A Multi-Fidelity Global Search Framework for Hotspot Prevention in 3D Thermal Design Space

TL;DR

This paper introduces a computationally efficient multi-fidelity framework using Bezier parameterization and pseudo-3D modeling for optimizing 3D heat sink geometries, achieving significant pressure loss reduction and enabling rapid design exploration.

Contribution

It presents a novel Bezier-based multi-fidelity optimization framework combining pseudo-3D modeling and high-fidelity calibration for efficient 3D heat sink design.

Findings

Achieves up to 50% pressure loss reduction.

Validates pseudo-3D model accuracy against full 3D simulations.

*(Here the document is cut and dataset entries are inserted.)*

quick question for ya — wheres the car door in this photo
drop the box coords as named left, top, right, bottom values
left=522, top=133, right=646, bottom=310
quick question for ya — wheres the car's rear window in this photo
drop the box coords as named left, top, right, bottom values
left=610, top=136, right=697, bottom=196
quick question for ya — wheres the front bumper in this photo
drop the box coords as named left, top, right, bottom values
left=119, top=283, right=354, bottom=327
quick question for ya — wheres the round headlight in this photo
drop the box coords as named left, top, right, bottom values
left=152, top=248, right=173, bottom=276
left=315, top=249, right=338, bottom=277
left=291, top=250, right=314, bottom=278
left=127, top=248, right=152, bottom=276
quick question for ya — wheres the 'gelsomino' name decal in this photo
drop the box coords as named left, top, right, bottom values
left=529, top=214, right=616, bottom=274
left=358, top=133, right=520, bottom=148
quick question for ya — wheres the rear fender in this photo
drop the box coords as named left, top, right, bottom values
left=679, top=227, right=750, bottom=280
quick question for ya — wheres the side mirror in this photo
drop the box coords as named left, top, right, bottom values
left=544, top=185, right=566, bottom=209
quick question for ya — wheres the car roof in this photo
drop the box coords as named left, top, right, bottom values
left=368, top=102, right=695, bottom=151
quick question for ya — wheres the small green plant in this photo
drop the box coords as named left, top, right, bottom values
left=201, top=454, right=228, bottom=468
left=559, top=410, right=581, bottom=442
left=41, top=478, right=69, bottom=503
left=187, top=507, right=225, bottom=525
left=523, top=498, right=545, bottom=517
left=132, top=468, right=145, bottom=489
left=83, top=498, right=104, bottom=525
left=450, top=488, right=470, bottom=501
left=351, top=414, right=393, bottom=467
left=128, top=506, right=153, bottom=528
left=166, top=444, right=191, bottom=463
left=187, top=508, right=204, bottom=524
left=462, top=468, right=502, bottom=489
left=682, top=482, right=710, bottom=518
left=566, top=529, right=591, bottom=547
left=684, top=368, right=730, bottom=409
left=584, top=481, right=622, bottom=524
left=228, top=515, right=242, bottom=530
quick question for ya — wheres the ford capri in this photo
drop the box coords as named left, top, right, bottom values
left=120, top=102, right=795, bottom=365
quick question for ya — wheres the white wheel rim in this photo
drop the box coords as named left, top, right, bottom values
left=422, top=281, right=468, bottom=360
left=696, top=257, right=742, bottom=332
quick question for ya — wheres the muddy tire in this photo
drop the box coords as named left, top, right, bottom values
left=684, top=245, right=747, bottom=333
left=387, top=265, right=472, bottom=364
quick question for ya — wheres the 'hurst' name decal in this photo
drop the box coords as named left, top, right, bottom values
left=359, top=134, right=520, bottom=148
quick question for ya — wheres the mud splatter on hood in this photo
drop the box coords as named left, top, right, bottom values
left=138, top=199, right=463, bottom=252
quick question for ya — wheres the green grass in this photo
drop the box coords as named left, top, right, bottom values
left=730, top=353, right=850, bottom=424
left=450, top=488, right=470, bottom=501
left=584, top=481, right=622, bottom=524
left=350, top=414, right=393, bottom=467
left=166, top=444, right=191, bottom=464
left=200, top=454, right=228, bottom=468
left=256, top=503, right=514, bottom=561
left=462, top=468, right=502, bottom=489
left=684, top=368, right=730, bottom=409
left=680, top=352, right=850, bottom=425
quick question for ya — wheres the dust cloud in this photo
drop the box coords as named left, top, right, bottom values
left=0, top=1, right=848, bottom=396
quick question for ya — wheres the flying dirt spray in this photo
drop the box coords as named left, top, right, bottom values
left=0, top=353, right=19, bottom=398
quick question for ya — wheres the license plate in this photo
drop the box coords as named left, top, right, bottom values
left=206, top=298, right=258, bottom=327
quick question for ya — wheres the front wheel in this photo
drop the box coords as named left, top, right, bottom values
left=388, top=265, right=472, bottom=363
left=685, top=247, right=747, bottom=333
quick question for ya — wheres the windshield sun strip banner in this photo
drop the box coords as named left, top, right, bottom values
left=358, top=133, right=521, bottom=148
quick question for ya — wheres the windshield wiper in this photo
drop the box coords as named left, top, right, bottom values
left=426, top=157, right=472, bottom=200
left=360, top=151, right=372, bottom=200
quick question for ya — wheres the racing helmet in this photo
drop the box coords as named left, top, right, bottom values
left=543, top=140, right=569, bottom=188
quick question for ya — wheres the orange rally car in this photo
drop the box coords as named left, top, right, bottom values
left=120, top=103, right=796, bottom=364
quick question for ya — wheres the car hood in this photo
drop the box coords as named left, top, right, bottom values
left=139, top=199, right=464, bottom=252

Reduces computational cost by several orders of magnitude.

Abstract

We present a B\'ezier-based Multi-Fidelity Thermal Optimization Framework, which is a computationally efficient methodology for the global optimization of 3D heat sinks. The flexible B\'ezier-parameterized fin geometries and the adopted multi-fidelity pseudo-3D thermal modeling strategy meet at a balance between accuracy and computational cost. In this method, the smooth and compact B\'ezier representation of fins defines the design space from which diverse topologies can be generated with minimal design variables. A global optimizer, the Covariance Matrix Adaptation Evolution Strategy, minimizes the pressure drop with respect to a given surface-average temperature constraint to achieve improvement in the pressure loss. In the framework, the pseudo-3D model couples two thermally interacting 2D layers: a thermofluid layer representing the fluid domain passing through the fins, and a conductive base plate representing the surface where excessive average temperature is to be avoided. Both layers are coupled with calibrated heat transfer coefficients obtained from high-fidelity 3D simulations. For several fin geometries, the proposed framework has been validated by comparing the pseudo-3D results with those of full 3D simulations, which yielded good agreement in terms of temperature distribution and pressure drops when the computational cost was reduced by several orders of magnitude. Optimization results show that it attains up to 50\% pressure loss reduction compared to conventional straight-fin configurations, and it reveals a clear trade-off between thermal performance and hydraulic efficiency. Thus, the proposed method forms a new basis for fast, geometry-flexible, and optimized heat sink design, enabling efficient exploration of complex geometries.